In an age when “spirituality” has replaced being “religious” (see, for example Michael Horton’s outstanding bookShaman and Sage), B. B. Warfield’s remarkable essay tying Christianity necessarily to historical events comes as a breath of fresh air—even if it has the slight sense of coming from more than a century ago.

Warfield’s essay, The Resurrection of Christ: A Historic Fact, begins with something quite obvious, yet too often assumed, overlooked, or rejected. Christianity is absolutely dependent upon what Jesus said and did (especially in his dying and bodily rising again from the dead), and not with any possible response to the message coming from the “spiritual self,” pushing me to find “my truth within” quite apart from the historical facts of the life of Christ. Warfield makes his view crystal clear in this regard.

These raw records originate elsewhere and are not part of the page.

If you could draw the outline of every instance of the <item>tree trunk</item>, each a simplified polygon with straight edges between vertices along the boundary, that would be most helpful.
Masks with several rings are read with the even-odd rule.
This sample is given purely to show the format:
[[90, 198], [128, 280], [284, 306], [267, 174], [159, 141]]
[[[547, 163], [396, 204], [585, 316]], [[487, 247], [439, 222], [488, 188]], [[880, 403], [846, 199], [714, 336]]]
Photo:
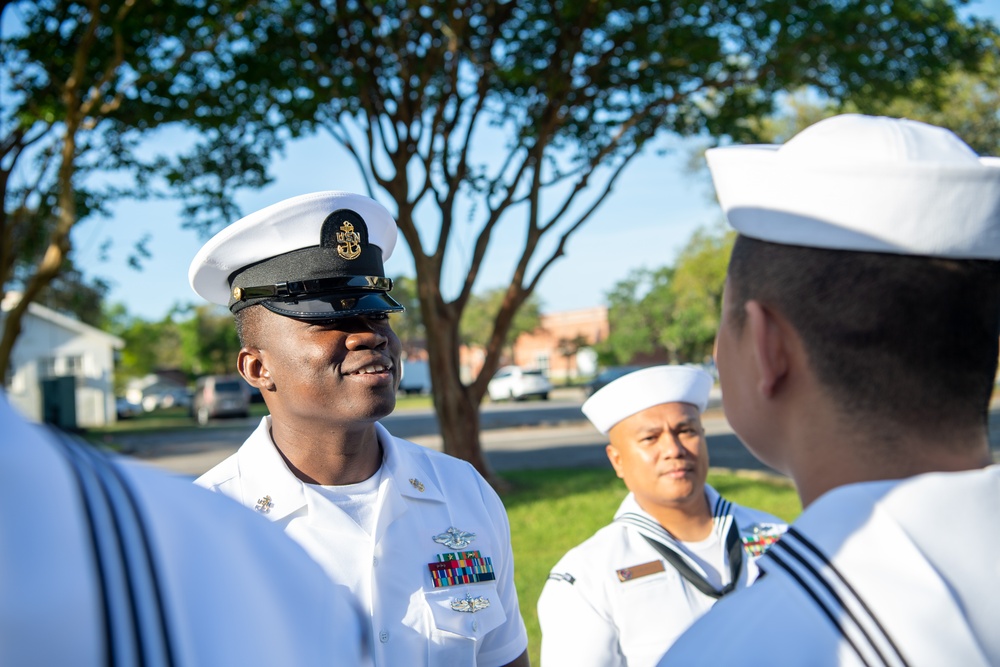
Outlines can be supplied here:
[[434, 411], [444, 451], [471, 463], [494, 489], [503, 491], [506, 485], [490, 467], [479, 439], [482, 396], [476, 395], [473, 386], [462, 382], [458, 322], [442, 315], [426, 317], [426, 326]]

It is a somewhat difficult matter to distinguish between Christian doctrines and facts. The doctrines of Christianity are doctrines only because they are facts; and the facts of Christianity become its most indispensable doctrines. The Incarnation of the eternal God is necessarily a dogma: no human eye could witness his stooping to man’s estate, no human tongue could bear witness to it as a fact. And yet, if it be not a fact, our faith is vain, we are yet in our sins. On the other hand, the Resurrection of Christ is a fact, an external occurrence within the cognizance of men to be established by their testimony. And yet, it is the cardinal doctrine of our system: on it all other doctrines hang.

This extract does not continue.